1.3 – Reforma do Ensino
No momento em que vivíamos uma experiência concreta de uma educação pública abandonada e atacada pelo programa e ONG Escola Sem Partido, da criminalização de uma categoria que basicamente carregava o ensino brasileiro nas costas (os professores), surge a proposta da Reforma de Ensino das mãos do governo Temer, mas já engendrada por governos anteriores – e não afirmo isto para parecer imparcial quanto às bandeiras partidárias, mas porque foi exatamente assim; partidos com diferentes velocidades no chicote, mas compartilhando do mesmo objetivo.

Novamente, tínhamos diante da educação um projeto que precisava ser explicado ponto por ponto para que, finalmente, pudesse ser derrubado por inteiro. A Reforma do Ensino, seguindo a cartilha de sempre, continha itens que poderiam ser atrativos para a juventude e para educação – como a liberdade de escolha do que se poderia estudar, sobre a promessa de um emprego imediato…mas com um olhar um pouco mais criterioso, representava o mais puro retrocesso educacional.
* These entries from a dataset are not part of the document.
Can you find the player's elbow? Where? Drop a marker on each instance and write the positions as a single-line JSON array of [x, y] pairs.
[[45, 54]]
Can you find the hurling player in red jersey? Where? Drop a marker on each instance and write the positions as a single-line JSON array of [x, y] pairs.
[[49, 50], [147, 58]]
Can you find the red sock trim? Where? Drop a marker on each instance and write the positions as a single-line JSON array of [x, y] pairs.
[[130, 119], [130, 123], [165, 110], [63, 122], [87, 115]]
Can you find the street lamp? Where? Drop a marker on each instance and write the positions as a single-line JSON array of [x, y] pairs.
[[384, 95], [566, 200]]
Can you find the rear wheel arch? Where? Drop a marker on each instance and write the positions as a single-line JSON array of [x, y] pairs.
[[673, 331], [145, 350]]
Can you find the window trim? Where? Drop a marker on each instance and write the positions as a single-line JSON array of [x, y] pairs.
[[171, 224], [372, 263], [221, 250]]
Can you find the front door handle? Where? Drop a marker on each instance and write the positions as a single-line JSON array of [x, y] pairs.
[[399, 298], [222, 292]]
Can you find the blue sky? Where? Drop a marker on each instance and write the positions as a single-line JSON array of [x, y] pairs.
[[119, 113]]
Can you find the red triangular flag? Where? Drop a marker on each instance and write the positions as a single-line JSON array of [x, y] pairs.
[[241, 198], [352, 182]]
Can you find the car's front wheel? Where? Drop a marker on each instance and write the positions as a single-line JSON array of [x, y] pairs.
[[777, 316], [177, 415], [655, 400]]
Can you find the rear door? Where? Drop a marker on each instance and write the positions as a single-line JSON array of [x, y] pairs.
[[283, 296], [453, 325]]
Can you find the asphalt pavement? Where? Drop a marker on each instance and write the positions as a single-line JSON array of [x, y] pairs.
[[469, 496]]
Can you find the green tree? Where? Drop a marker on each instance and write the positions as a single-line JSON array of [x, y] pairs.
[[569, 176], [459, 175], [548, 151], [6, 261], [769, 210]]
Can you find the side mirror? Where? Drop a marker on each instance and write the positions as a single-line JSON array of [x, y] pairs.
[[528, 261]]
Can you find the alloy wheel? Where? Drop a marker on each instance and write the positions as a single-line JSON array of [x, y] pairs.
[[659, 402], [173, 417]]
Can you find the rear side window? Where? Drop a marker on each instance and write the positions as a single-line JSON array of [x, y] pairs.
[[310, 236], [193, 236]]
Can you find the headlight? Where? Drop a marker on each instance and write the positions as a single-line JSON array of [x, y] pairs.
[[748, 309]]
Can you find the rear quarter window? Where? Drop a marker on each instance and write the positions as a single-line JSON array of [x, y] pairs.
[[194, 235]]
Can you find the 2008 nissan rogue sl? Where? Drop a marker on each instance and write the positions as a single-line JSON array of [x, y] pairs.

Quanto a isso, no momento que escrevo este texto (2020) não me valho da minha opinião, mas de dados. Desde a implementação da reforma trabalhista (que prometia 6 milhões de empregos) e da reforma do Ensino Médio (que prometia emprego imediato), os dados de desemprego entre adultos e jovens são extremamente alarmantes, além das relações de trabalho estarem profundamente debilitadas, pejotizadas, inseguras e precárias. É a isto – precarização nas condições de atuação –  que o sistema de competências chama “desafio” e “flexibilização”, enfatizando que o escotista tenha capacidade de se adaptar para manter sua produtividade.

O sistema de competências, em seus enunciados, começa com a mesma retórica de todos estes projetos: parece um avanço, parece uma atualização. Ele, alega, surge como uma alternativa ao nosso processo educativo tecnicista, conteudista, que coloca o tutor como o detentor dos saberes e os tutorados simplesmente como depósitos. Tudo isso é de consenso entre nós, e não difere muito do que dizia John Dewey sobre a educação ativa. Entre os educadores, são pressupostos consagrados.

O sistema de competências, no entanto e seguindo o exemplo destas reformas, traveste-se de moderno ao mesmo tempo em que guarda, em seu núcleo, objetivos claros de padronizações em comportamentos e direcionamento de reflexões, ferindo a liberdade e espontaneidade preconizada pelo escotismo. Ainda que se esconda em palavras progressistas, não é mais que uma extensão das propostas liberais e toyotistas advindas desta “nova” forma de produção histórica na exigência de uma formação geral para atender às demandas produtivas imediatas. Ademais, possui o agravante de ser um mediador na construção do indivíduo ao interferir naquilo que ele pode ter acesso, naquilo que ele pode pensar ou aprender. É uma espécie de “Escola sem Partido” com seu consequente disfarce de bom-mocismo. É velha política.

Esta foi a primeira parte sobre o sistema de competências, com um muito breve resumo histórico para que o leitor se situe melhor. É de se estranhar, no entanto, que não exista nenhum material produzido pela direção nacional dos escoteiros com uma justificativa qualificada para a escolha deste modelo, apenas um genérico “é a ferramenta adequada” (Política Nacional de Adultos, p. 5). Ademais, não existe nenhum levantamento histórico e nenhuma menção a outras modalidades de gestão e formação (como a “histórico-crítica” ou “crítica-emancipatória) que pudessem ser colocadas à mesa para a discussão.

Se me permitem um pedido: quando for possível, estudem, leiam e debatam; levem este e outros textos para dentro do grupo escoteiro. Organizem plenárias, organizem reuniões ainda que virtuais. Não se restrinjam ao senso comum, à literatura oficial e à propaganda. Eu entendo que muito do que é escrito aqui pode abalar as convicções pessoais que durante anos depositamos no escotismo, e que é muito mais audível e palatável debater sobre assuntos menores (distintivos, barracas, fogueiras, dias comemorativos). Ainda assim, é importantíssimo que, para o bem do escotismo, saibamos não apenas quando apoiar o movimento escoteiro, mas quando colocar um freio quando aparecem interferências na construção de um mundo melhor e na transformação da sociedade.